Frankreich bliebe größter Empfänger

Niedersachsens Landwirtschaftsministerin Barbara Otte-Kinast (CDU) kritisierte die Pläne. „Weniger Geld und zusätzliche Zielvorgaben – das passt nicht zusammen“, sagte sie. Nach Berechnungen des Agrarministeriums würden sich die Direktzahlungen an Landwirte in Niedersachsen, die im Jahr 2017 insgesamt 775 Millionen Euro ausmachten, um knapp 4 Prozent verringern.
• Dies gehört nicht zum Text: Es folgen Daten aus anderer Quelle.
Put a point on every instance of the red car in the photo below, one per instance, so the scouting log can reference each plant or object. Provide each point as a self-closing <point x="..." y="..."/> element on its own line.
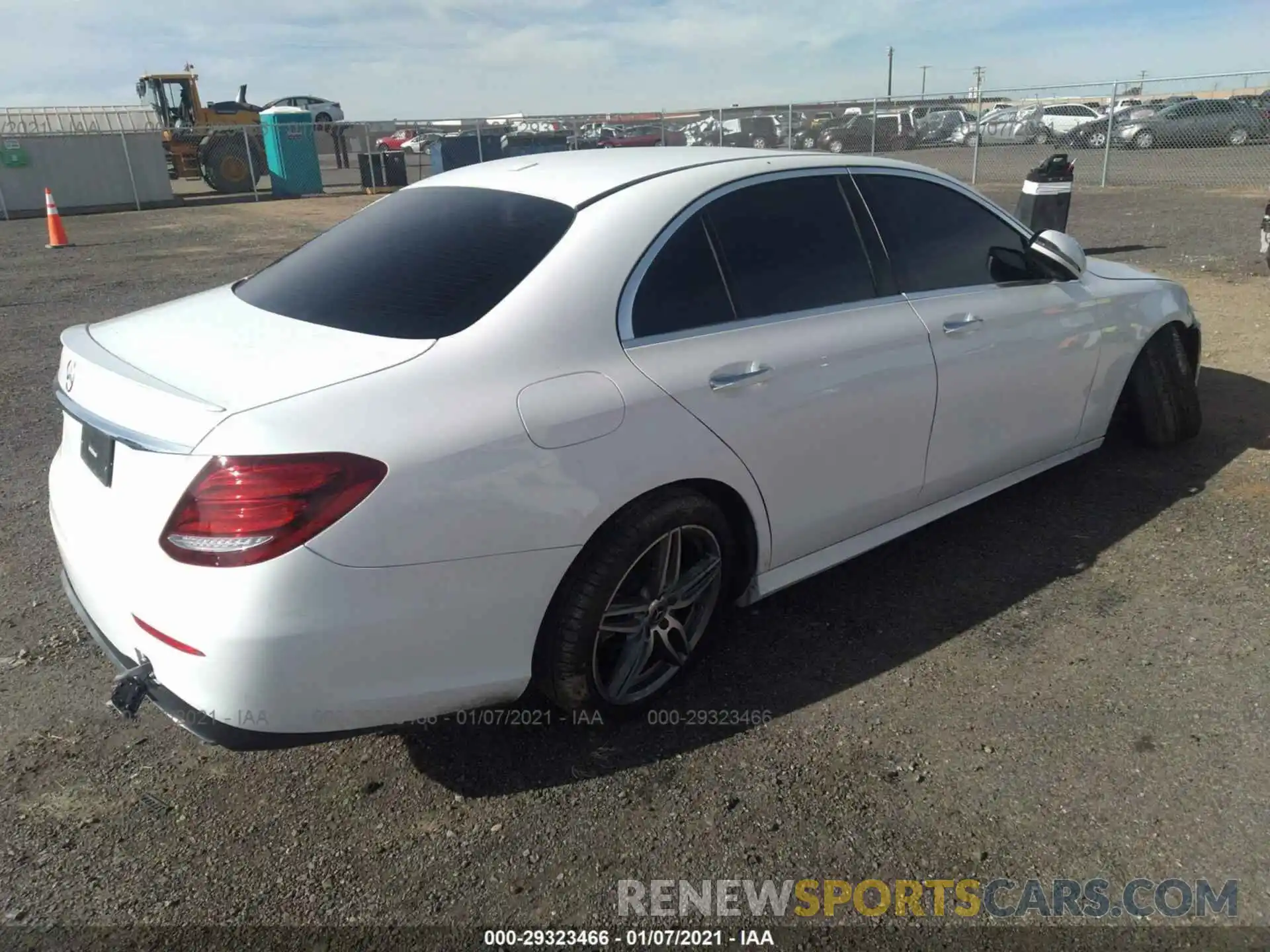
<point x="393" y="143"/>
<point x="642" y="136"/>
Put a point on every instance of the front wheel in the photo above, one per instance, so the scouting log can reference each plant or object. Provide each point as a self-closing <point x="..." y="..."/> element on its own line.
<point x="1161" y="391"/>
<point x="633" y="611"/>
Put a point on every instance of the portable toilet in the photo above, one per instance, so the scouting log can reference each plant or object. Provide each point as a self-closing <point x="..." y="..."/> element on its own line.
<point x="291" y="151"/>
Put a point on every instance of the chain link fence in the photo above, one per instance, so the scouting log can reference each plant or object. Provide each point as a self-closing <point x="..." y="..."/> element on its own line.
<point x="1206" y="131"/>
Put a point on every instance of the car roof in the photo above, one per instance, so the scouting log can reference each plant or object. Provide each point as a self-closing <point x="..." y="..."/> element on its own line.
<point x="578" y="178"/>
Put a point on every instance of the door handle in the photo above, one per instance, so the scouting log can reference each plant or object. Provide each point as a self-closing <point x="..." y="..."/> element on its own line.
<point x="730" y="381"/>
<point x="963" y="323"/>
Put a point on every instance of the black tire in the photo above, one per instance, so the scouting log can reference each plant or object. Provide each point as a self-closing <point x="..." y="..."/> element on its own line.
<point x="1161" y="394"/>
<point x="226" y="165"/>
<point x="563" y="656"/>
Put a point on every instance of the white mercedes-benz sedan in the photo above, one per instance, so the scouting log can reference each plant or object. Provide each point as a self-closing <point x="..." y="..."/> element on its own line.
<point x="542" y="420"/>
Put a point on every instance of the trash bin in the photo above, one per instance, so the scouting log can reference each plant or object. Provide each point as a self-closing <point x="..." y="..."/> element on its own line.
<point x="1047" y="196"/>
<point x="382" y="169"/>
<point x="291" y="151"/>
<point x="456" y="151"/>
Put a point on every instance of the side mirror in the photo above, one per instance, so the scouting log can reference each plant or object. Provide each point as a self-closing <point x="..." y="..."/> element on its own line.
<point x="1060" y="249"/>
Die Mittel für den ländlichen Raum könnten von 160 Millionen Euro jährlich auf 140 Millionen zurückgehen. Ähnlich äußerte sich Bauernpräsident Joachim Rukwied. „Die Umweltauflagen für die Direktzahlungen sollen deutlich erhöht werden, zugleich wird das Agrarbudget gekürzt“, kritisierte er.

Der Umweltschutzorganisation „Bund“ gehen die Auflagen hingegen nicht weit genug. „Der Vorschlag ist enttäuschend und widerspricht den Biodiversitäts- und Klimaschutzzielen der EU“, sagte der Vorsitzende Hubert Weiger. Rainer Spiering, landwirtschaftspolitischer Sprecher der SPD lobte: „Entscheidend ist, dass ein Einstieg in den Ausstieg aus der Gießkannenförderung über die Fläche eingeläutet wird.“

Nach den Plänen der EU-Kommission würde Frankreich der größte Bezieher von Agrarhilfen bleiben. 62,3 Milliarden Euro sollten demnach dorthin fließen. EU-weit sind 365 Milliarden Euro für die Bauern vorgesehen.